I have a task to merge set of files and each file contains words ( separated by new line ). Files contains words in sorted order. Once merged all the files, it needs to preserve the sorted order. Files could be large to load into memory and there are lot of files ( thousands ). Following is my solution that i am trying to implement. I want to see if this ok, if this scalable or any potential issue it might have.
Soution:
Process files in batch. May be 100 files batch.
- Go through first word of each file and put them in to min-heap.
- At the end extract the word from min heap. Since this preserve the order i will have word in sorted order. Write that to a file.
- Now put another word from same file which that extracted word belongs.
- Again extract from min-heap and write to a file.
This way i am writing to temporary files sorting batch by batch.

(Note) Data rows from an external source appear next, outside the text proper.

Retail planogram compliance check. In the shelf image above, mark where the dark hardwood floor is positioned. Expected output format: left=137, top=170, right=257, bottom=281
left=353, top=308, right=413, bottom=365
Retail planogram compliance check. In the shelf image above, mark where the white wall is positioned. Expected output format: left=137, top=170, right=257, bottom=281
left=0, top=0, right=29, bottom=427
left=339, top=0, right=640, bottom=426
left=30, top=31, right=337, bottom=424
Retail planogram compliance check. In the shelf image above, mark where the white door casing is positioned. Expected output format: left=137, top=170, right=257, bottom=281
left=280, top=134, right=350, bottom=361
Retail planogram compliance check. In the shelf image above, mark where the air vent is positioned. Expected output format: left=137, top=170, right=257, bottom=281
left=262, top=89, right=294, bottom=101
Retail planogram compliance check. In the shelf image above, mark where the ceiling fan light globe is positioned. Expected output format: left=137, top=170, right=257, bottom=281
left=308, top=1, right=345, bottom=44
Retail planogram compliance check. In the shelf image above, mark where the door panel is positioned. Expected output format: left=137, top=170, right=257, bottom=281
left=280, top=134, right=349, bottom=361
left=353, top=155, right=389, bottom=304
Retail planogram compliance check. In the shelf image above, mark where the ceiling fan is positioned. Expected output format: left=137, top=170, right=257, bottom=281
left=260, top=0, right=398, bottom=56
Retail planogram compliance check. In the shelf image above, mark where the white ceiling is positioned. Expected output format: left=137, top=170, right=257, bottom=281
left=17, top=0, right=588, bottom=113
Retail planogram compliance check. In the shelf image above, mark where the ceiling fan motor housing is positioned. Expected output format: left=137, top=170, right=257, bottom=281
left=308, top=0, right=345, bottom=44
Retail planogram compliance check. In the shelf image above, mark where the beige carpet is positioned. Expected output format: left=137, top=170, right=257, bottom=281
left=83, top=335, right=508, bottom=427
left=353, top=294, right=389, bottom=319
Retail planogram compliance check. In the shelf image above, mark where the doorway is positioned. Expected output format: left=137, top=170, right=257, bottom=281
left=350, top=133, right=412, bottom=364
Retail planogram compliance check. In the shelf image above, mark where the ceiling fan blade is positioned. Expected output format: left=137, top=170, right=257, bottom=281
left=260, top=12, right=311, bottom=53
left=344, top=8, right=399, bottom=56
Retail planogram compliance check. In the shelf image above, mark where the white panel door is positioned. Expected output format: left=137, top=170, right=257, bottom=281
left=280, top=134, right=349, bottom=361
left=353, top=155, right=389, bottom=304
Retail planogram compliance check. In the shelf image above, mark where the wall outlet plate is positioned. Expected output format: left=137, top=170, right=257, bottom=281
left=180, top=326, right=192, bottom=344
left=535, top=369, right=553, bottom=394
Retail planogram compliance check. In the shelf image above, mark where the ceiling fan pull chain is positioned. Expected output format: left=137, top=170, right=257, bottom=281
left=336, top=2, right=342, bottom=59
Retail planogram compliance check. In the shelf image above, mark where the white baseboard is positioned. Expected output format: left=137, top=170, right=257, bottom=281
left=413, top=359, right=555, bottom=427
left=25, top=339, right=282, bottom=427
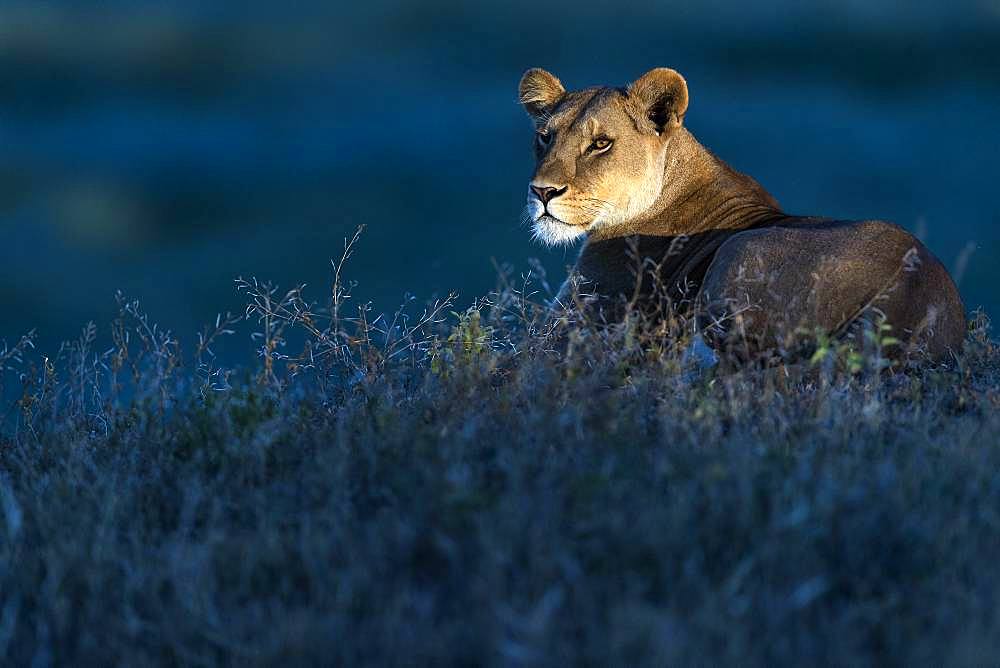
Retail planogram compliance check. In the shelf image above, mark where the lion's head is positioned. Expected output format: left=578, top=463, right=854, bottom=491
left=519, top=68, right=688, bottom=244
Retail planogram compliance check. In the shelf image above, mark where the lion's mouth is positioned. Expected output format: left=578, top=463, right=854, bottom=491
left=535, top=211, right=573, bottom=227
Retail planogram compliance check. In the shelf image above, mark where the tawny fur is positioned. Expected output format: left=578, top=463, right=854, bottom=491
left=519, top=68, right=965, bottom=357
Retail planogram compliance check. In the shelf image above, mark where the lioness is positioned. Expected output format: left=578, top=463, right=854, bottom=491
left=519, top=68, right=965, bottom=357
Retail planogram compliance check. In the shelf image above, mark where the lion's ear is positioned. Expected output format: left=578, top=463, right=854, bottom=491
left=628, top=67, right=688, bottom=134
left=518, top=67, right=566, bottom=120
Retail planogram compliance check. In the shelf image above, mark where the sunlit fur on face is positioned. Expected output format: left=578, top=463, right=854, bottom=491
left=524, top=88, right=666, bottom=245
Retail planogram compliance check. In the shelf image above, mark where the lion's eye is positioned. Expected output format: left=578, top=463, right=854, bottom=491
left=590, top=137, right=612, bottom=151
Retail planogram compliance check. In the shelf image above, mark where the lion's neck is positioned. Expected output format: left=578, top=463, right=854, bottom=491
left=595, top=127, right=781, bottom=238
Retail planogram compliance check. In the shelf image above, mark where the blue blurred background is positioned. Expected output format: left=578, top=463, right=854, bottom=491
left=0, top=0, right=1000, bottom=349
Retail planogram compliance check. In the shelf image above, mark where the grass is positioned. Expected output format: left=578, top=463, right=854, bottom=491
left=0, top=228, right=1000, bottom=666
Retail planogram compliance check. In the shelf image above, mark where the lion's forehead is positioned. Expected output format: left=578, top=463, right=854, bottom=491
left=545, top=88, right=630, bottom=136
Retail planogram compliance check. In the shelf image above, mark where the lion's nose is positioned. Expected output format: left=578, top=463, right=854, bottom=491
left=531, top=186, right=566, bottom=204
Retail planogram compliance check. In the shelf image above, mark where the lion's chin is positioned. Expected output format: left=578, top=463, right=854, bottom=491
left=532, top=214, right=587, bottom=246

Then sort those temporary files to get final file. I really needs to be resilient as much as possible and scale. I am thinking keeping a line number which i read in separate file ( like offset ) so that if the process killed and restart i can start from offset.
Viraj is a new contributor to this site. Take care in asking for clarification, commenting, and answering.
Check out our Code of Conduct.
4
- read first word from all the files and put into a sorted list, linking to the file stream they came from
- take the first word/file from the list
- add the word to the output
- take the next word from the current file and compare with the new first word on the list.
- if it’s smaller, goto 3
- else add to sorted list and goto 2
This means:
- Your sorted list is only (number of files) long. Hopefully you have enough memory
- Your loop only makes one comparison and potentially one partial loop through the list to add the word and choose a new file.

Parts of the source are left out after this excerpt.